Amis highlights “mugfaced middleaged wives/Glaring at jellies” from “Show Saturday.” I know those women, and I suspect you do too. Larkin is brilliantly acerbic. He cuts cruelly because he cuts directly when mockingly describing habits and rituals of life he finds silly or undignified. When that insight is used to address his own shortcomings and failings, resulting circumstances, and his attempts to cope with them he’s often resigned and bitter.
Finally, I've been busy over at Precipice. A few recents:
What My Day Was Like the Day of the OJ Verdict folds the looming death of my beloved dog, ten hours of establishing a working relationship with a photographer with whom I'd been paired on a magazine assignment, watching the OJ verdict with a crowd in the lobby of the Circle Theater in downtown Indianapolis, witnessing, quite by surprise, a summit of two great jazz musicians, and much more.
On April 25, I looked at the consequences of Extolling Amnesia as a Virtue:
f the notion that the human being can define - indeed, invent - himself or herself continues to prevail, the most feral kind of defined self will be the one that holds sway.

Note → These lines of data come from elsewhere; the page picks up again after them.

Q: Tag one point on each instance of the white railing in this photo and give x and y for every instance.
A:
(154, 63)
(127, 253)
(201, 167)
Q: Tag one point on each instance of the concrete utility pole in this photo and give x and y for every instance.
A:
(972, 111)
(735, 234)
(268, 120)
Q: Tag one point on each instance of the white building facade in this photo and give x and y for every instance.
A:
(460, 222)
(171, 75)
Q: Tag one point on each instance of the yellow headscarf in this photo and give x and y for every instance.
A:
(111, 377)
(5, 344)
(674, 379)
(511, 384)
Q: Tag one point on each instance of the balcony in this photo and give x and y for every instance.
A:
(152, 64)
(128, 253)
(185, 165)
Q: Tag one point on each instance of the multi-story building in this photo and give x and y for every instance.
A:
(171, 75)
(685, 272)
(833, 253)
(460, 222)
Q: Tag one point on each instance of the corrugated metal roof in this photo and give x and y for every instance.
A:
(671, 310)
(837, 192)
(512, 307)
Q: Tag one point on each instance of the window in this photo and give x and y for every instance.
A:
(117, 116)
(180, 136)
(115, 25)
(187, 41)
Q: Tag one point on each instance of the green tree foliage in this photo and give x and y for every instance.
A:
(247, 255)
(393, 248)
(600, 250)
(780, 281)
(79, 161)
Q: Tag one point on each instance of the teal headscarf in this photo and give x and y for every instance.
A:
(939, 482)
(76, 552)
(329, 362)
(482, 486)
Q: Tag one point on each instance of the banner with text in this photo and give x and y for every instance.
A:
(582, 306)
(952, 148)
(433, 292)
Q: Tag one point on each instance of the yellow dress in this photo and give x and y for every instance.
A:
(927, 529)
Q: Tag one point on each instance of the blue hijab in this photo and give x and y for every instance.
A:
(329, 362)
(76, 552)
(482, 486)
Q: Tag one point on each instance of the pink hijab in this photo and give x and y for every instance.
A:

This will occur because self-defense in a state of lawlessness will return us to pre-human behavior such as traveling in packs and disregard for any kind of rules when it comes to such basics as obtaining food and a warm place to sleep. We’re already seeing some of the traveling-in-packs phenomenon with the degree to which militant identity politics has permeated everything.
In Friendship, I look at how our notions of what that term means change throughout the seasons of our lives.
It looks to be a hammock kind of weekend. You now have an abundance of reading material for the occasion.